Application secret storage

Hannes Karppila

How to store secrets in your application? Things like API tokens, crendentials to other services, etc. In this post I'll go through my thought process on designing an operating system API for this. Hopefully I'm going to follow up with an implementation post when/if my hobby os project gets that far.

Existing solutions

Plaintext file

Plaintext files are easy and simple. If you limit access right to current user, they provide some level of security. For instance, private keys under ~/.ssh/ are only secured by file permissions. These secrets are not secure against other applications. And if the disk is not encrypted, they are not secure against physical attackers either.

Encrypted file

Encrypted files provide a secure cross-platform solution. The encryption algorithm can be part of the program itself, so that no special OS APIs are required. However, storing the encryption key, for the file is now an issue. In some cases, it might be feasible to ask user for a password, and prompt for that every time the secret is required. Unfortunately, this is often highly impractical or impossible. If there are other ways to store the encryption key, simply storing the data there might be the best option.

System keychain

System keychain provides a standard way to store such secrets. It usually encrypts the secrets with credentials of the current user, and automatically handles situations like user changing their password. In most systems the keychain also has a management UI, which an be useful in some cases, and harmful in others. One of the most elegant keychain implementations is Apples Keychain Services API. It has access control list so that application can limit which other applications have access to secrets. The application can even indicate should user see some secret in the management UI or not. GNOME keyring has similar functionality. On Windows, however, there is only the Windows Credential Manager which does not have any protection against elevated processes (and even if it did, keylogging and clipboard logging are trivially easy on Windows as well).
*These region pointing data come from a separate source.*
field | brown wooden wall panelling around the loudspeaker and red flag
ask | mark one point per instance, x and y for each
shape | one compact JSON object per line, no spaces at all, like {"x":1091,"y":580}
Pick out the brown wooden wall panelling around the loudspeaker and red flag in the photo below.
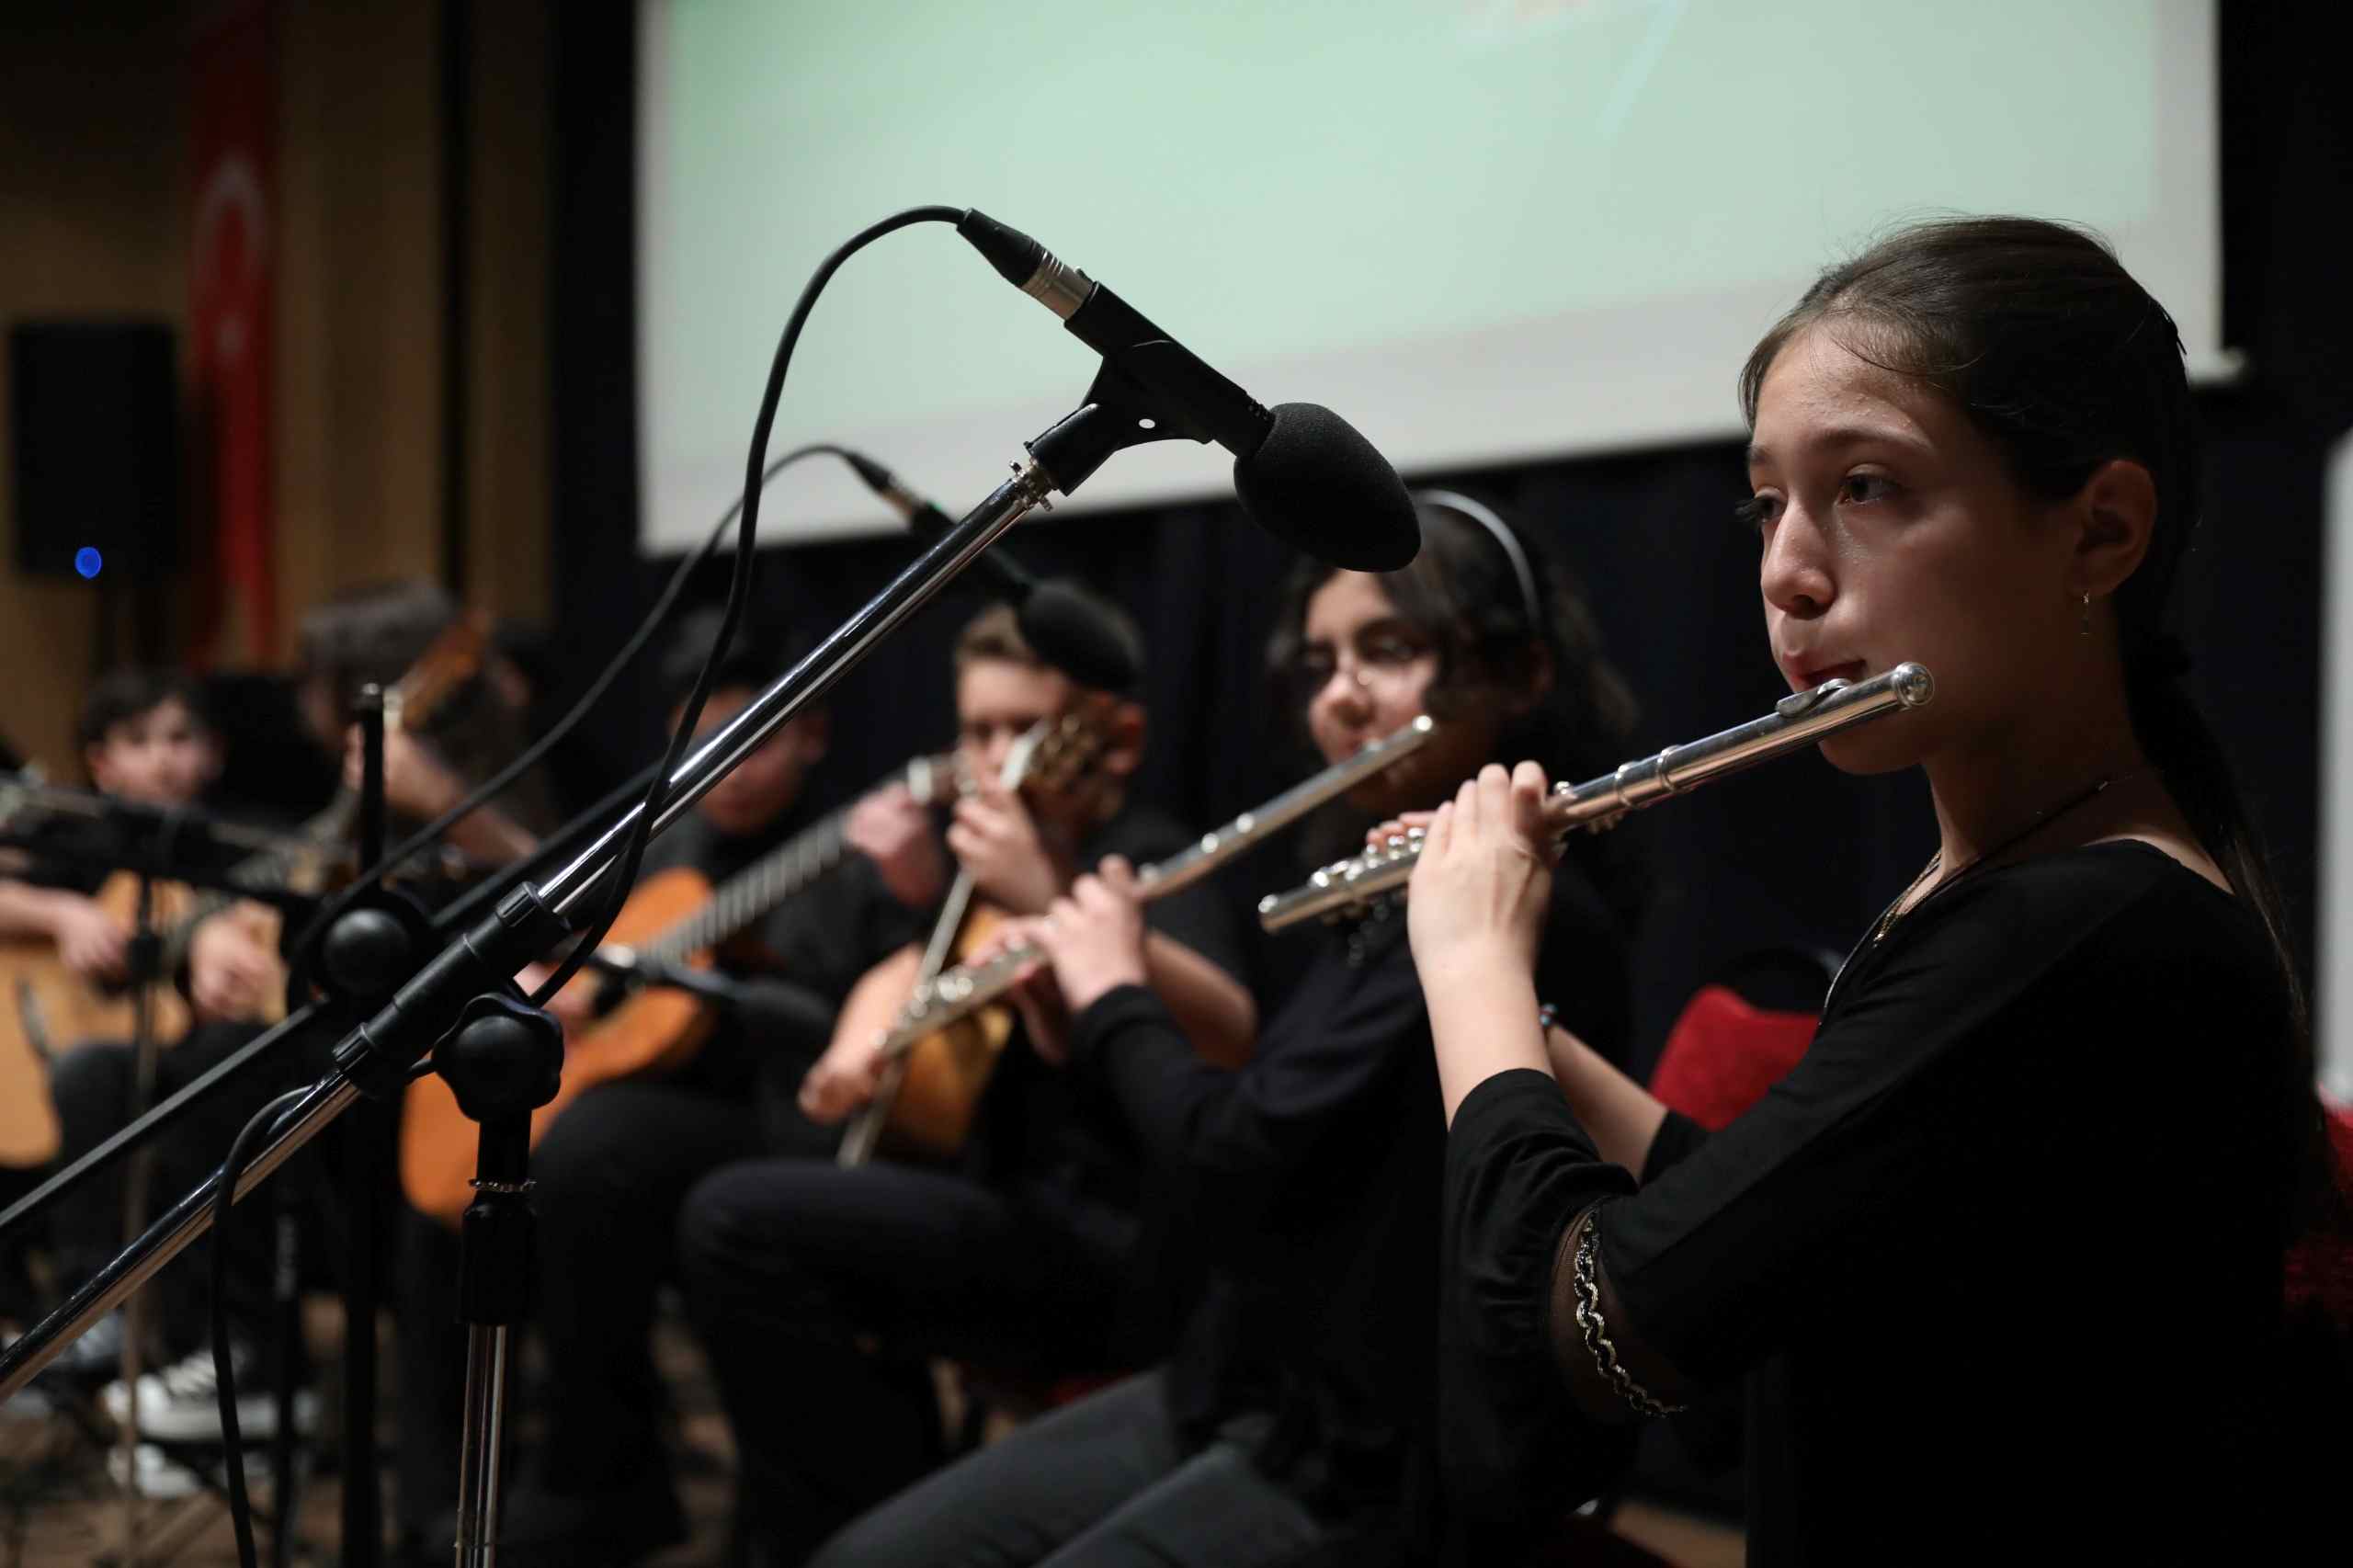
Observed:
{"x":93,"y":211}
What if we could build a new system?

Application can ask the kernel (or the desktop environment, or the login manager) to generate an encryption key. Then application uses a file encrypted with the priovided key to store the secrets. Kernel stores the key in some secure way, probably encrypted with the user password or a TPM, preferably both. Now the problem is just that the application needs to authenticate to the kernel to get the same key again.

My first idea was to simply associate the secrets with the path of the calling binary and the current user name. However, a malicous attacker might be able to replace the application binary, especially when the binary is installed locally for the current user only. The simplest solution to this is to store a cryptographic hash of the application binary as well. Unfortunately this approcach has a severe flaw: updating an application changes its hash.

So, to update applications the old version needs to approve the update. How does it know that the new application is actually an update from the last one? Asking the user should not be an option here, as trusting the user is usually a mistake. So, the developer signs it with their private key, and the application can then verify that it matches the public key embedded in the application itself...

At this point I realize that maybe the kernel should know about authors and public keys? Applications wishing to use the application secret storage must be signed by a developer. If proper code-signing is implemented, it's not that complex to tie secrets to particular applications.